Он служил русскому отшельнику Фиваидской пустыней, убежищем от соблазнов мира. С конца XIV в. люди, в пустынном безмолвии искавшие спасения души, устремлялись в лесные дебри северного Заволжья, куда только они могли проложить тропу. По их следам шли крестьяне, и многочисленные обители, там возникавшие, становились опорными пунктами крестьянского расселения, служа для новоселов и приходскими храмами, и ссудодателями, и богадельнями под старость.
Несмотря на это, лес всегда был и тяжелым испытанием для человека, он своей чащей перекрывал дороги, назойливыми зарослями оспаривал с трудом расчищенные луг и поле, дикими зверями грозил домашнему скоту.
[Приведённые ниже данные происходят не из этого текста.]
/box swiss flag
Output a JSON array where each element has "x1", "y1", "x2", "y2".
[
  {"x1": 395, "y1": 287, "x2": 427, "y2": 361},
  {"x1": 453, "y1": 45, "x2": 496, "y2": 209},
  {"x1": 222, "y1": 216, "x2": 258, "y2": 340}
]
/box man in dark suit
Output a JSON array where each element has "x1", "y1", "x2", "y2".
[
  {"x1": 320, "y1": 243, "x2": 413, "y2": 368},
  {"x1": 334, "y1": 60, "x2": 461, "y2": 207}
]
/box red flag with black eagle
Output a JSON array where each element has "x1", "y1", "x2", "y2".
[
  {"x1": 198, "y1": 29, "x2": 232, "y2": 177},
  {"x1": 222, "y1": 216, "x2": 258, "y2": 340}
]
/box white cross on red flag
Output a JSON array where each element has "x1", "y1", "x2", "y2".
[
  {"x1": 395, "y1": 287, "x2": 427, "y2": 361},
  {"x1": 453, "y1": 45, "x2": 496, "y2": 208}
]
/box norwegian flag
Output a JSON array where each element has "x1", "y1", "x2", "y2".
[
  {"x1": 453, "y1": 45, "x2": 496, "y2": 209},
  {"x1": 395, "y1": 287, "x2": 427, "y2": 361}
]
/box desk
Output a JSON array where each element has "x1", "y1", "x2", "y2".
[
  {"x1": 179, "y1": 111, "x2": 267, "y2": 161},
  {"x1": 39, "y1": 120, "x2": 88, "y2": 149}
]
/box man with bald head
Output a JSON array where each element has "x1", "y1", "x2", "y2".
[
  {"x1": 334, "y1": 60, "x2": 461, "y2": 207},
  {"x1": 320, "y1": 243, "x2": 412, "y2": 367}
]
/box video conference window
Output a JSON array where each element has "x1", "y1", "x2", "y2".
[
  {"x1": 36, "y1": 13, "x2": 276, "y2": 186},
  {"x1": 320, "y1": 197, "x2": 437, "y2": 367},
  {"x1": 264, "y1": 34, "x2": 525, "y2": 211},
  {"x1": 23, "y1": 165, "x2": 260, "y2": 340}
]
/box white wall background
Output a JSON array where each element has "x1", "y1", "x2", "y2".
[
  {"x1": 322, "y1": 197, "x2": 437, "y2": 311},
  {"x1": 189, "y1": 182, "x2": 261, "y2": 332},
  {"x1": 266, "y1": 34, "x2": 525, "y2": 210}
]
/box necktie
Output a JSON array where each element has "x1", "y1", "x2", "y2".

В нем свивались и гнезда разбоя.
Тяжелая работа топором и огнивом, которой осваивалось лесное хлебопашество на пали, расчищенной из-под срубленного и спаленного леса, утомляла, досаждала, а порой просто пугала. Безотчетная робость овладевала им, когда он вступал под его сумрачную сень, сонную, «дремучую» тишину; в глухом, беззвучном шуме его вековых вершин чуялось что-то зловещее; ежеминутное ожидание непредвиденной опасности напрягало нервы, будоражило воображение. И древнерусский человек населил лес всевозможными страхами. Лес – это темное царство лешего одноглазого, злого духа-озорника, который любит дурачиться над путником, забредшим в его владения.